I am waiting for your reply

Discussion in 'English Only' started by user_gary, Mar 26, 2007.

  1. user_gary Banned

    India - Jharkhand
    India - Hindi
    I am awaiting for your reply.
    I am waiting for your reply.

    What is the difference with the above sentences?

    Could you clarify it please?
     
  2. I am awaiting your reply.

    I am waiting for your reply.

    'Awaiting' and 'waiting' are verbs with the same meaning. If you use "awaiting" you don't need to use "for".

    LRV
     
  3. Li'l Bull

    Li'l Bull Senior Member

    Spanish (Spain)
    Hi all!

    Is it correct to close an email/letter by saying "Waiting for your reply"?

    e.g. Waiting for your reply,

    John.


    The context would be an email to a stranger, where you are trying to sound casual and friendly.

    Thank you in advance.
     
  4. Enquiring Mind

    Enquiring Mind Senior Member

    UK/Česká republika
    English - the Queen's
    Hello Li'l Bull, no, 'waiting for your reply' is too insistent, to the point of sounding rude. 'Looking forward to receiving your reply' is much better, sounds casual and friendly, but indicates that you are expecting a reply.
     
  5. CORALINNA Senior Member

    Portuguese - Brasil
    I wait for your reply.

    I understand that it can be rude, but is it correct?
     
  6. Egmont Senior Member

    Massachusetts, U.S.
    English - U.S.
    It's correct, but I would never use it.
     
  7. redflight Member

    persian
    I'm waiting for your reply is not rude but I wait for your reply is rude, correct?
    I want to write a letter for apology to my friend for missing her birthday ( I'm practising for ielts sample)
    I think it's informal letter.
    which one is best?
    I am waiting for your reply.
    I am looking forward to your reply.
    I am looking forward to hearing from you.
     
  8. heypresto

    heypresto Senior Member

    South East England
    English - England
    I would go with either 'I'm looking forward to your reply' or 'I'm looking forward to hearing from you'.
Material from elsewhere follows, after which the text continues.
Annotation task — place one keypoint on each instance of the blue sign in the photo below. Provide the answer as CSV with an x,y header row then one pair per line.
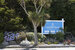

    I think I'd prefer the second one. It suggests you'd enjoy hearing more than just a reply to whatever you said in this letter.
     
  9. suzi br

    suzi br Senior Member

    Cheshire
    English / England
    1 and 2 sound a bit peremptory in a business context, and are totally unsuitable in style for a friend, especially one you are apologising to.

    I'd advise 3 or something even softer along the lines of "I hope you'll be in touch again soon".